Friday, September 4, 2009

Thoughts on September

It is September in Connecticut. Here, the change from summer to autumn happens quickly, and while everyone is sleeping. The first morning of fall is distinct and totally invigorating. During three years living in California, this one season is the thing I missed the most about life in New England. 


Driving back from pre-departure errands in town today, I am stuck behind a school bus. With no reasonable alternate route, I settle easily into the slow drive home. Smack behind that bus, and two weeks away from beginning a Master’s Program in Edinburgh, my thoughts wander to things academic. Backpacks, new pens, new notebooks. All the things I could write in them. The nervous energy of the first day. I become a 4th grader again. There is just something about September.

 

Each hundred yards, the school bus blinks its yellow taillights, slows to a halt, swings out its red sign, opens its door. 
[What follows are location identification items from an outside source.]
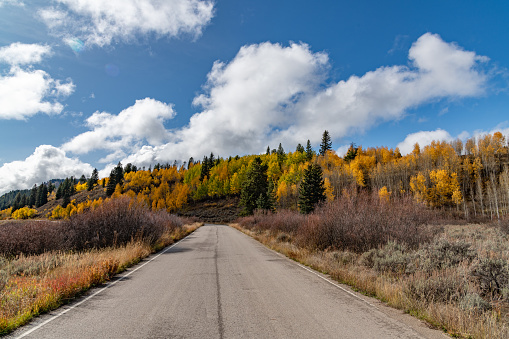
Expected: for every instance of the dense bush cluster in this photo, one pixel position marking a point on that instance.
(115, 222)
(356, 222)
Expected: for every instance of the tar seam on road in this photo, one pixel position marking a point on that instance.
(96, 293)
(329, 281)
(218, 286)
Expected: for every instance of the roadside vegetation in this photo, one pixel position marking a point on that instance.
(452, 274)
(373, 218)
(44, 264)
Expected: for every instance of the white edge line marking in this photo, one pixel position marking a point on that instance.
(108, 285)
(319, 275)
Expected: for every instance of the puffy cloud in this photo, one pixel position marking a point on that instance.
(99, 22)
(23, 54)
(24, 93)
(142, 121)
(423, 138)
(269, 94)
(47, 162)
(11, 2)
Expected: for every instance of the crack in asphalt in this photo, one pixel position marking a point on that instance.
(218, 287)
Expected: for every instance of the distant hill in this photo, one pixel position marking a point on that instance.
(7, 199)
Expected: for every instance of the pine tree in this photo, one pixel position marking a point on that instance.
(60, 191)
(16, 205)
(110, 187)
(255, 187)
(351, 153)
(326, 144)
(44, 195)
(205, 168)
(312, 189)
(119, 173)
(281, 155)
(33, 196)
(309, 151)
(39, 197)
(93, 179)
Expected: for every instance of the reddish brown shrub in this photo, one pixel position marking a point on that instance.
(363, 221)
(115, 222)
(356, 223)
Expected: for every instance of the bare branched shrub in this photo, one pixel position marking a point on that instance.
(392, 257)
(492, 276)
(30, 237)
(115, 222)
(363, 221)
(473, 302)
(442, 253)
(440, 286)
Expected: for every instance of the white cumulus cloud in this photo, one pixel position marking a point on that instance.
(25, 91)
(47, 162)
(99, 22)
(23, 54)
(11, 2)
(270, 93)
(423, 138)
(144, 121)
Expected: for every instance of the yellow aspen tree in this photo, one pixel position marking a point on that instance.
(329, 192)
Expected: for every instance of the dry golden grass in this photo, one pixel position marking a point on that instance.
(393, 288)
(31, 285)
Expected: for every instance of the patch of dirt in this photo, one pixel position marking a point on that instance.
(213, 210)
(96, 193)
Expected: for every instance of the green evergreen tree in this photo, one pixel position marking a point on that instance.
(24, 201)
(351, 153)
(93, 179)
(112, 183)
(255, 187)
(312, 189)
(16, 205)
(44, 195)
(119, 174)
(39, 197)
(60, 191)
(326, 144)
(205, 168)
(309, 151)
(33, 196)
(281, 155)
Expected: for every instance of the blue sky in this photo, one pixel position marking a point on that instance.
(85, 84)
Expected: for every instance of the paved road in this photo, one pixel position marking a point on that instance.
(219, 283)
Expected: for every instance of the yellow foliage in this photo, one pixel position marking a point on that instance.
(329, 192)
(360, 166)
(4, 214)
(81, 187)
(444, 186)
(418, 187)
(384, 194)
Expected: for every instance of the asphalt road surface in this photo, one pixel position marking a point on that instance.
(219, 283)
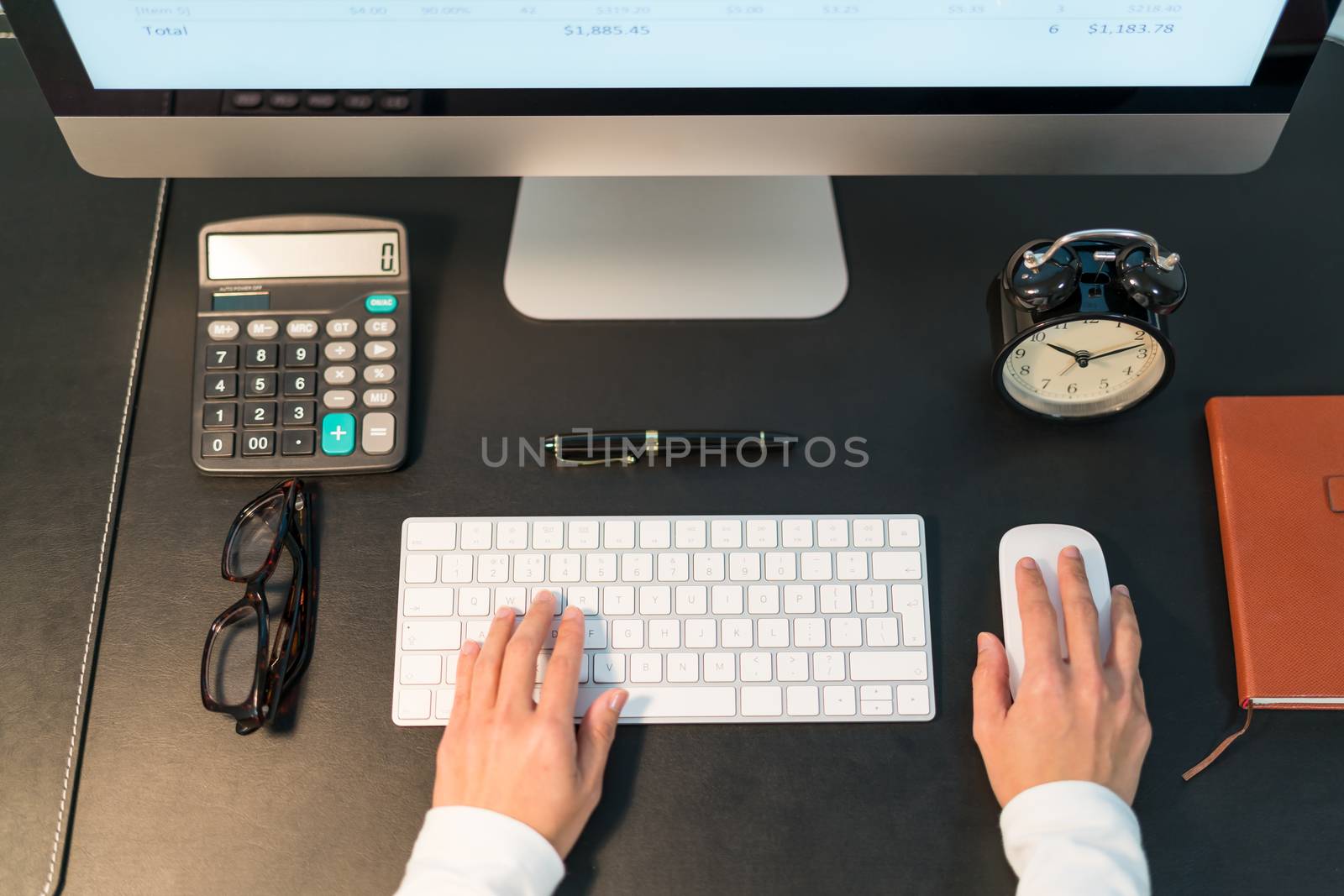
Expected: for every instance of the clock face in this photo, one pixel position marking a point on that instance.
(1084, 367)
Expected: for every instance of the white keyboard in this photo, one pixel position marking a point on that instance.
(703, 620)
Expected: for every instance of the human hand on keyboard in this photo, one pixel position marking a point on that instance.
(1082, 719)
(504, 752)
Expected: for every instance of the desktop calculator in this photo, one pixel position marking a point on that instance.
(302, 345)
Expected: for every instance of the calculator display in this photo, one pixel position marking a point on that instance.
(369, 253)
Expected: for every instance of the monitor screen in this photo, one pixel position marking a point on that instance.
(219, 45)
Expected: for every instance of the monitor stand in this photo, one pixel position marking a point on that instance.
(675, 249)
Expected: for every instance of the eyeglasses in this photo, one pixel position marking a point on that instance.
(253, 658)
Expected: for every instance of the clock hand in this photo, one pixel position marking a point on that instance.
(1059, 348)
(1117, 351)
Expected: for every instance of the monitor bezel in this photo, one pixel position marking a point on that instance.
(71, 93)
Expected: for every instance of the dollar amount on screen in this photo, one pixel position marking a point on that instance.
(605, 31)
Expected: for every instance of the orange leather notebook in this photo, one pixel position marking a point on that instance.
(1278, 468)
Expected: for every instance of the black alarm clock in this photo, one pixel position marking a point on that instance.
(1085, 324)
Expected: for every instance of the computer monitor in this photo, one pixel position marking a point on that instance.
(675, 150)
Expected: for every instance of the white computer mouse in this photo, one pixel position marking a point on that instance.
(1043, 542)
I think back on chilly autumn school mornings. Sitting next to my sister in the kitchen, warming our feet on the heater vent by the floor, our mom would make tea with milk and sugar in little cups, then our dad would wait with us at the bus stop. I adored school, but often felt nervous those mornings. Some bus drivers were nice, and some scared me. One (nice) lady always played a Wilson Phillips tape. One (scary) guy had a curly-cue mustache. One year it was a mousy woman was named Mrs. Colthart. Over the course of many morning waits, my dad and I composed a lengthy song based on her vehicle, “The Colthart Express”, a tune we sang each time she began the ascent from Main to Chestnut.  


Throughout the summer, I’ve sorted through mountains of school papers filed away in our garage. Most went to the trash, some were pretty adorable. In Kindergarten, I wrote obsessive notes to my parents insisting how much I loved them. A list of 10 ways to fall asleep on Christmas Eve, beginning with, “pretend it’s not Christmas Eve”. Regular journal entries to a teacher revealing that kids were mean to me on the bus and I absolutely hated it. My recollection of this trauma is so vague that I have trouble believing it now. 


The lights blink, the bus slows, the stop sign swings out. A young boy bolts from the steps and runs toward his house without looking back.


I think of Adam Belanger, the boy in my 1st grade class killed by mistake, killed by the school bus that had just let him out. At the funeral, I stared at his little sisters in pretty dresses, both looking sad, barely old enough to understand. In high school, I’d often wonder where Adam would have fallen in the mix. A popular kid? A loner? Class president? The prom date that I couldn’t find? Twenty years later, I still wonder about Adam. How his parents ever kept going. What memories those two little girls, now young women, have of their big brother. I wonder about the bus driver’s burden.


Another few houses, yellow lights, red sign. Flashes of pink and blond and lunch boxes and backpacks as neighbors run to their front doors. 


The pattern emerges.  Every child exits in a full-on run. Definitely no walking. All of these kids bolt off the steps and run across their yards, happy to be done, bursting with energy despite the long school day. They already understand the freedom any afternoon can bring. The lucky ones run to their moms and dads, waiting and eager to hear about their children’s adventures at school. Maybe they can’t wait to share what they learned.  


In a handful of days I’ll get my own school bus, in the form of a bright green Aer Lingus jet plane, letting me off in Edinburgh to begin what will likely be my last year as a student. I have plenty of expectations, figured from program descriptions, international phone calls and email threads, tales told, Rotary scholar veterans. Of the things I expect, disappointment is not one. I have a feeling that when I return from this year abroad, I'll come bursting forth, much like these kids, energized by stories and lessons learned from my own school-day adventures as a Rotary scholar.